Comments on Arthur B's 40,000 Viewpoint Characters

Shadow Point tries to tell too many stories for its own good, and it's only really competent at one of the stories at that.

Comments (go to latest)
Kyra-Wardog at 09:23 on 2009-03-03
Hehehe ... I don't care how bad the book is, the review is very amusing.

I've always wondered what it is that a Chief Petty Officer actually does ... I mean with a title like that you have *no choice* but to be corrupt. Where is the Chief Malice Officer and the Chief Smug Officer?
Arthur B at 09:44 on 2009-03-03
I don't know about real life, but in Shadow Point it is explained to us - in a brief, to-the-point manner, no less! - that the Chief Petty Officer's job is to essentially be a middle man between the non-commissioned officers (he's the highest ranking NCO) and the command staff, and he does stuff like run around the ship making sure everyone is at their correct station during battle.

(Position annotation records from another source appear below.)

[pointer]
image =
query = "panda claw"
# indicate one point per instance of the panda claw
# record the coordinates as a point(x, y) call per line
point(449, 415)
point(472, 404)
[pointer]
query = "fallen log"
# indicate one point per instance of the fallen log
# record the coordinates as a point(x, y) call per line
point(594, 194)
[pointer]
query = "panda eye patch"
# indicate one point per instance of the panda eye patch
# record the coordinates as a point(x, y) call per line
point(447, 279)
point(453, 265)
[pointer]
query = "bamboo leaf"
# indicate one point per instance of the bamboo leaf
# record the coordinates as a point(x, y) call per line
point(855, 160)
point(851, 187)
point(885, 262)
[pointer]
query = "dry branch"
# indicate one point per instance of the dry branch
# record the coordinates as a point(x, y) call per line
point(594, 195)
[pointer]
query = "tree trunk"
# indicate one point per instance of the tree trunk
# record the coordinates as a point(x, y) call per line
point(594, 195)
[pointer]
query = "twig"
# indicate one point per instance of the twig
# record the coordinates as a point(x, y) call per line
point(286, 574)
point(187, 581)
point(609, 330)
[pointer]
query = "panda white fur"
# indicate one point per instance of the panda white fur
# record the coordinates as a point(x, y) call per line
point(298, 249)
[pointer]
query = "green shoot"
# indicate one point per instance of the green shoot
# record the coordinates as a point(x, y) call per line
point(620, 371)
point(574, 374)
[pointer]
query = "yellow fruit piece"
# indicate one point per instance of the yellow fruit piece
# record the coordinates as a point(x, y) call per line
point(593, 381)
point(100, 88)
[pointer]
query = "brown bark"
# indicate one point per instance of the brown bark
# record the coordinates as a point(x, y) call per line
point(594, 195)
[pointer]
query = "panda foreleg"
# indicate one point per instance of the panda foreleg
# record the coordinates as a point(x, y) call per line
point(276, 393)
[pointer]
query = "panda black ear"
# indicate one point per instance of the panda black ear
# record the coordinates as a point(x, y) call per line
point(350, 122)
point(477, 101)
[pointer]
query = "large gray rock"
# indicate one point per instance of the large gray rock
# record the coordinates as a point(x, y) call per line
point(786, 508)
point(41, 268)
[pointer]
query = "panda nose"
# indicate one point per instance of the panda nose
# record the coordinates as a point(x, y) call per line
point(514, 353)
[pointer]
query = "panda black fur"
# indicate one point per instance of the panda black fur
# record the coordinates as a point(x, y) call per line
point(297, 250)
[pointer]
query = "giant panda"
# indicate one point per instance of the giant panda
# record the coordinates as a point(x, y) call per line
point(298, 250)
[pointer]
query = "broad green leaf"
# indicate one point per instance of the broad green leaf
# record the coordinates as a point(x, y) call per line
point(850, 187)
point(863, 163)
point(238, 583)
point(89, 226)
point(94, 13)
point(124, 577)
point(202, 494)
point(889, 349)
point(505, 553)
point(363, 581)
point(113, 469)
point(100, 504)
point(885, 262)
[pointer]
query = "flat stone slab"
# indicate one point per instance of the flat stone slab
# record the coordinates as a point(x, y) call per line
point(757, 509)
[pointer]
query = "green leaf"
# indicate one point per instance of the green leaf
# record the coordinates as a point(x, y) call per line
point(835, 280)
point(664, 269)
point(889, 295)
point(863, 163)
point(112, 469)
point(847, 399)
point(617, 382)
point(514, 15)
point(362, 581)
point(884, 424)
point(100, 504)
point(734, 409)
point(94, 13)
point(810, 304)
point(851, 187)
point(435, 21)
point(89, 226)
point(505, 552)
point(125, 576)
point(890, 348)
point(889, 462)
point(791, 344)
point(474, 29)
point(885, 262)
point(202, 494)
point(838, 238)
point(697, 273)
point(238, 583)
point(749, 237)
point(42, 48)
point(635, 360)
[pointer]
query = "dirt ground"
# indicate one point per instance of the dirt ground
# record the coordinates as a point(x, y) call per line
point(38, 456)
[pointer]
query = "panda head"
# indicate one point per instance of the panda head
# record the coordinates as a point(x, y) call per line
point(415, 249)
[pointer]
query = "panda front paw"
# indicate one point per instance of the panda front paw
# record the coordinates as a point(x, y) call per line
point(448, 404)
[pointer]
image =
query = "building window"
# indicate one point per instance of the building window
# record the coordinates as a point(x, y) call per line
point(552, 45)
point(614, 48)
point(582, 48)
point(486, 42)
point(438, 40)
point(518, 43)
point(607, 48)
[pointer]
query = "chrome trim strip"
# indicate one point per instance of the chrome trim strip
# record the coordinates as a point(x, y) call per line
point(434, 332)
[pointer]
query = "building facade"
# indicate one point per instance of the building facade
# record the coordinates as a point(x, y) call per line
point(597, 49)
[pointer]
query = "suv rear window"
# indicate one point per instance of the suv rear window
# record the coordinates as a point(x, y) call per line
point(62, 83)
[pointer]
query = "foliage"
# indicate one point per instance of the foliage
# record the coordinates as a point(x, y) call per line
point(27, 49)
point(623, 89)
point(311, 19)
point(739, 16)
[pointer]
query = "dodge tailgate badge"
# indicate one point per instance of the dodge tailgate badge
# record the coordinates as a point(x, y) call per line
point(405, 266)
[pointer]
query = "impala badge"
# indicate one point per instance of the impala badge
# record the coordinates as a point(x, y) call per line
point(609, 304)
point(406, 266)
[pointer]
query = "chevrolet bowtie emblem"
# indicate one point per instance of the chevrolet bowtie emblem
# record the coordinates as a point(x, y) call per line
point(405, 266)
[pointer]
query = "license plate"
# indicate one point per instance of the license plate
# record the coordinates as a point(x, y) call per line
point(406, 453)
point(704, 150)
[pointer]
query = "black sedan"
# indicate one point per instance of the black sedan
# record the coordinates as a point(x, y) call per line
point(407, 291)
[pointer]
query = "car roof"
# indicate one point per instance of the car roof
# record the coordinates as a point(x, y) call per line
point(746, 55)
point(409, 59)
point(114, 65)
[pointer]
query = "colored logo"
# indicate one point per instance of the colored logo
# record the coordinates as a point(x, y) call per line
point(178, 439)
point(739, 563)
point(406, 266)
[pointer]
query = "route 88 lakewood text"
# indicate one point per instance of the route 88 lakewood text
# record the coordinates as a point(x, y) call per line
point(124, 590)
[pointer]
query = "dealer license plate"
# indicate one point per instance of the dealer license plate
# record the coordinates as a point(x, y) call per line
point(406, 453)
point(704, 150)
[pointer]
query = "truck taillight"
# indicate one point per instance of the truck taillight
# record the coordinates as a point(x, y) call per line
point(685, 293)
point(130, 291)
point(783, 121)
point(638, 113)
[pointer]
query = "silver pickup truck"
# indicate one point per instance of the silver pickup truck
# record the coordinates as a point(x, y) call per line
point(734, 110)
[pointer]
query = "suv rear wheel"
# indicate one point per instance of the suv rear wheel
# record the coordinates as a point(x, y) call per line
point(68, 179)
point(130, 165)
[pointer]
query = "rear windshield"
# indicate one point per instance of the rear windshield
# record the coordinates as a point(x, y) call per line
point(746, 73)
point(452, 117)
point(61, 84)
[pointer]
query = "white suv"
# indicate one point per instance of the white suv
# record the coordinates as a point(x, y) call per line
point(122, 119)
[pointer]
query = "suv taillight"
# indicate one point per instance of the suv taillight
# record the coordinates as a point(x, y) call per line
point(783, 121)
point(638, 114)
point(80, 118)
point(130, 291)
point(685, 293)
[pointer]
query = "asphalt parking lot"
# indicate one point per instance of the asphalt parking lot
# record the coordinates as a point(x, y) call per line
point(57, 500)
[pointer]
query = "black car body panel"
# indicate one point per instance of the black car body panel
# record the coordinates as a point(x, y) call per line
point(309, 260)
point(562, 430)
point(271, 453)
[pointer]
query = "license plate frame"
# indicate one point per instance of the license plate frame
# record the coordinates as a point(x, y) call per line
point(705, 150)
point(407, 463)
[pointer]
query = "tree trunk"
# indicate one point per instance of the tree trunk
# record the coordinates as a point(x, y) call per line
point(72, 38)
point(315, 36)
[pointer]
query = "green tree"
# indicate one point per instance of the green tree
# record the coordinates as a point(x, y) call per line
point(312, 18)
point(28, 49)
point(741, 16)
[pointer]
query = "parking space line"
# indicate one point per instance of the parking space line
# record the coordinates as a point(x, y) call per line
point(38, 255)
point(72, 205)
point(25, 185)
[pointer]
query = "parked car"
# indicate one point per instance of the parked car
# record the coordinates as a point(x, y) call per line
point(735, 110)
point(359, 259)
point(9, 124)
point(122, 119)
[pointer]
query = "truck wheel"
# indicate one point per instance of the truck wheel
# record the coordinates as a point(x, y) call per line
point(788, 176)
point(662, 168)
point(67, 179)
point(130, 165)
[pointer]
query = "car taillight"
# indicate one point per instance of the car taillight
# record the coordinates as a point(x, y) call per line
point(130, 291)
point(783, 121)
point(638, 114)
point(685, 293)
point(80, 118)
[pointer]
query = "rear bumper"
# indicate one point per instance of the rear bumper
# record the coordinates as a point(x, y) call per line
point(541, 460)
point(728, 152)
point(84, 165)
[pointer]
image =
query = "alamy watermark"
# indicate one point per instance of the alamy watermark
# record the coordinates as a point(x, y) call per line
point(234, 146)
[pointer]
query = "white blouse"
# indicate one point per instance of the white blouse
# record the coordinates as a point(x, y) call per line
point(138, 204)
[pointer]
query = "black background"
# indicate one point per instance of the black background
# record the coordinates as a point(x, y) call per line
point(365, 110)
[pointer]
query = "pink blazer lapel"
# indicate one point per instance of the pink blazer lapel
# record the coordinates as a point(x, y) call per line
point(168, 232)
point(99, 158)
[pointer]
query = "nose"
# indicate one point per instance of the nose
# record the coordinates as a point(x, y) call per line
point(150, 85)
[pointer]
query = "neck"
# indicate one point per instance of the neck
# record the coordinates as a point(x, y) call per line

The CPO in Shadow Point is great; his parts of the book are easily my favourite, especially when he is killing rivals in remarkably callous ways. Frankly, I want to read a 40,000 novel about a crook in the Navy or the Imperial Guard who just wants to grease some palms and get by in the world and can't be having with all this eternal war nonsense. It's why I like the evil second-in-command in Relentless so much.
Rami at 17:29 on 2009-03-03
From having read an awful lot of Tom Clancy and the like in the past, I can say with a reasonable degree of certainty that real life is the same -- a chief petty officer is the highest-ranking NCO and liaises between the command officers and the enlisted soldiers. Incidentally, if you've ever played Halo, that's who Master Chief is. Wiki has some non-US equivalents.
Shimmin at 22:07 on 2009-03-03
I know it's weird, but I always wanted to read some 40K that wasn't about wars (or conspiracies to destroy the known universe, which is usually the other option). Given the setting has a lot of interesting background stuff, I'd love to read, for example, a pure detective novel*, or a story of daily life in the Adeptus Mechanicus, or the autobiography of a Rogue Trader. Of course, that might not sit well with the "In the grim darkness of the far future, there is only war" bit, but we already noticed that's not actually true.

*The Arbites ones are good but always turn into conspiracies.
Arthur B at 22:45 on 2009-03-03
Hmmm, might be worth checking out the various Necromunda tie-in books, they're meant to be about fighting but it's scummy gangland fighting instead of epic planet-wide fighting.
Shimmin, that's exactly the sort of 40k book that interest me most. (I'll have a look at those Arbites books.)

Xenology - currently out of print, but well worth finding in my slightly obsessed opinion... seriously this is my favourite 40k book.
Eisenhorn trilogy - also apparently the Ravenor trilogy, but I haven't read those. Written by Dan Abnett, who everybody loves.
Imperial Armour IV: The Anphelion Project* - but you could watch Aliens and get largely the same effect... on the other hand, malanthropes! Awesome! (It costs a load of money! NOT so awesome...)
Dark Heresy - which is an RPG sourcebook but it also has a lot of good stuff about the Imperium outside of the battlefield.
Rogue Trader - not 1e 40k, but the upcoming RPG book from Fantasy Flight Games. Should be a bit like Dark Heresy.

*to which I award the Brevity Of Names Award For Extremely Short Names.

Does any of that help? There isn't a lot of non-war stuff out there. I think the Black Library has a policy that authors must write war stories featuring the Imperial Guard when they join - that would explain a lot.

Still, I still have Xenology. I'm happy.